PDA

View Full Version : Turning programs into audio podcasts


Chester_Lampwick
03-11-2009, 07:02 PM
I'd like to be able to convert some of the late night talk shows into audio only podcasts for the car.

Does anybody have any experience with an automated way to do this? I don't really need to create an .rss or .xml page. Just auto transfer, and convert to .mp3.

Is this something the TiVoToGo software will do?

Yoav
03-11-2009, 08:56 PM
I'd like to be able to convert some of the late night talk shows into audio only podcasts for the car.

Does anybody have any experience with an automated way to do this? I don't really need to create an .rss or .xml page. Just auto transfer, and convert to .mp3.

Is this something the TiVoToGo software will do?

Do you really mean 'podcast' or do you mean you want an mp3 of your video?

If the latter, it's really easy to do. I put that as a format in iTiVo (audio-only), and if kmttg doesn't have that as a default format, it's probably easy to add.. although I'll let moyekj answer that part.

(if you're adventurous, mencoder will give you an mp3 of your video with these flags:

-ovc frameno -oac mp3lame -lameopts vbr=2:q=5:br=192 -of rawaudio

and for ffmpeg (which is what kmttg uses by default) it is:

-vn -acodec mp3

Chester_Lampwick
03-12-2009, 08:10 AM
Do you really mean 'podcast' or do you mean you want an mp3 of your video?



Yes and yes. I mean really, a podcast is usually an mp3 file referenced by a .rss page, no?

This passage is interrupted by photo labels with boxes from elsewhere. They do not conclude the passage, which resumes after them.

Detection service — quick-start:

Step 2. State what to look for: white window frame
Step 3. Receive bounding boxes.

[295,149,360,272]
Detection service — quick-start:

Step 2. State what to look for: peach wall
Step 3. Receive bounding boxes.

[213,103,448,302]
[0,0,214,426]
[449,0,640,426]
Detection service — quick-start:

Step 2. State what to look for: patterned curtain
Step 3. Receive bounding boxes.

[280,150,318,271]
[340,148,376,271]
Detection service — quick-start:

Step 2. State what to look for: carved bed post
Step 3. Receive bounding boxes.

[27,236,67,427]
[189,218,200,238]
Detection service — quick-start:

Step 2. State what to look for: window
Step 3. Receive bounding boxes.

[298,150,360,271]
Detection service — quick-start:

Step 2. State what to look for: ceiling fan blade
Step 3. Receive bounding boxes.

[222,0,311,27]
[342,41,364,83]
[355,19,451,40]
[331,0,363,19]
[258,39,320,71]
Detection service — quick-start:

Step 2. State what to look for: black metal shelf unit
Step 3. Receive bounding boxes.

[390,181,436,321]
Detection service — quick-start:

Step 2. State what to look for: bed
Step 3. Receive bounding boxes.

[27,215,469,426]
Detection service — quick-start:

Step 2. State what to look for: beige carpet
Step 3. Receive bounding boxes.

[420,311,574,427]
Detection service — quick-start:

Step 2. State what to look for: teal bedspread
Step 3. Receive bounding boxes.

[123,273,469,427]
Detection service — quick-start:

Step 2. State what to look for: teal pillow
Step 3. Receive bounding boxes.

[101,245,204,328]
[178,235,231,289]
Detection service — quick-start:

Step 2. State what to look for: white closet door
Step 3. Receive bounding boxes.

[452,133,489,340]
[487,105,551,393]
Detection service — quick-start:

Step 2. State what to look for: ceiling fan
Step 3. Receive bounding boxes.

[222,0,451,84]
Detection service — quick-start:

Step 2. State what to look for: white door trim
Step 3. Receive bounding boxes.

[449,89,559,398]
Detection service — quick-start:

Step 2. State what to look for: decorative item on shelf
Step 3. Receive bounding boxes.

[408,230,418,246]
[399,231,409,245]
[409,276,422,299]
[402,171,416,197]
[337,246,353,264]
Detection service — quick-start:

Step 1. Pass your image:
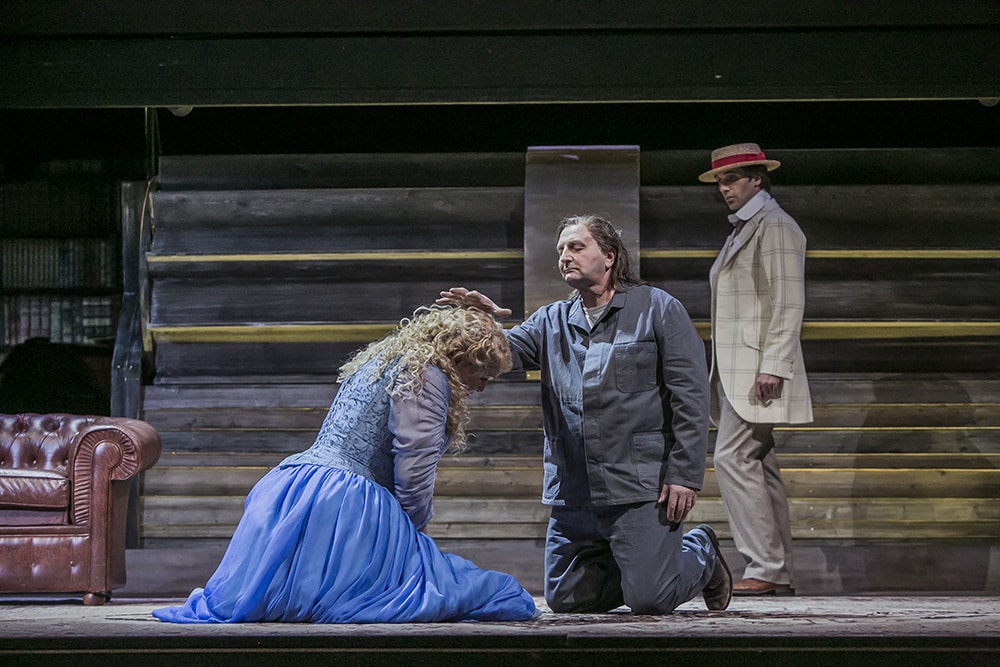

So, here's what I'm thinking. While I'm sleeping, my TiVo records "The Colbert" report. Sometime after recording, TiVo Desktop (or Galleon?) transfers the show to a PC I always have running. Then that PC converts the episode to .mp3. Then sometime before I wake, either my iPod touch or Palm T|X wirelessly syncs the file while sitting inside my car which would be in my driveway. Then I can listen to the show on my commute to work.